Изменить стиль страницы

Они — русские люди, прибитые морем к неведомой, но громадной земле, шли шесть недель, и уже целую неделю был голод. Это был голод среди снегов, под пургой с океана, голод бездомных, обмороженных людей. У них ничего не осталось, кроме оружия и меховых одежд. Силы у них тоже не было, но они не бросали оружия и берегли ремни, на которых оно держалось. Они ели свою одежду. Силы после такой еды не возвращались, а холоднее становилось. Но ведь не умирали всё-таки. Всё-таки не умирали. Они жили, они каждый день шли вперёд, прижимаясь к океану и не упуская из виду кол-звезду. Лютовали морозы, но никто из мореходов не подумал повернуть на юг. Была цель — Анадырь-река. И они шли к ней, не зная, что она такое, какие народы встретят их там, далеко ли она или совсем неведомо как далеко. Они верили в свою Анадырь-реку и месили непритоптанный снег не одну сотню вёрст.

Вырыли в снегу яму. Гора заслонила от большого океанского ветра. Снег, как шатёр, укрыл от малых змеевитых ветерков.

Трудно отыскали среди камней и заносов тощие деревья, трудно разожгли огонь, поставили на него котёл с водой и лоскутами кухлянок, ждали, когда кожа разбухнет и можно будет жевать её больными зубами вприкуску с мёрзлой корой осины.

— Тяжко соболя-то даются, а? — толкнул в бок Митяя неунывный Фома Пермяк.

Пока плыли на кочах, был Фома человеком маленьким, пока была еда, не замечали, а как невмоготу стало — без Фомы и дня не прожить.
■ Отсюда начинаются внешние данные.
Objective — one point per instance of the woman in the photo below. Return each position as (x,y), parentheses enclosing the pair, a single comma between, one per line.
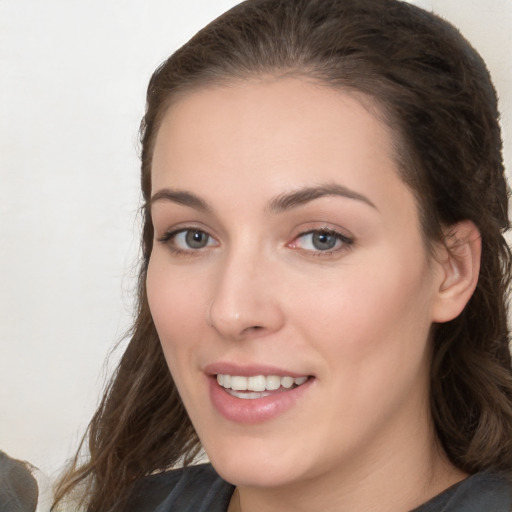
(322,300)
Был он всегда молодец молодцом и таким весёлым, что и в голоде смеялся.

Сидят служилые в снежной яме, над головой ветер поёт, в животе голод. От мокрых торбасов — пар, на хилом огне варится и вовеки веков не сварится, кажись, ремённая еда.

Куда лежит их путь — неведомо, что их ждёт — неведомо, а холод — тут как тут, голод — тут как тут. И ползает в затемнённой голове червячок: а не предостаточно ли мук, не все ли кости морозом прощупаны, много ли мяса на теле чужой стрелой не пробовано? Помереть слаще, помереть легче, чем на пудовых лыжах тянуть пудовые нарты с пищалями, с порохом, с товаром для неведомых народов, которых всё нет и нет. Некого покорять, не с кем дружить, а торг один — или вьюга тебя завьюжит, или ты переборешь вьюгу.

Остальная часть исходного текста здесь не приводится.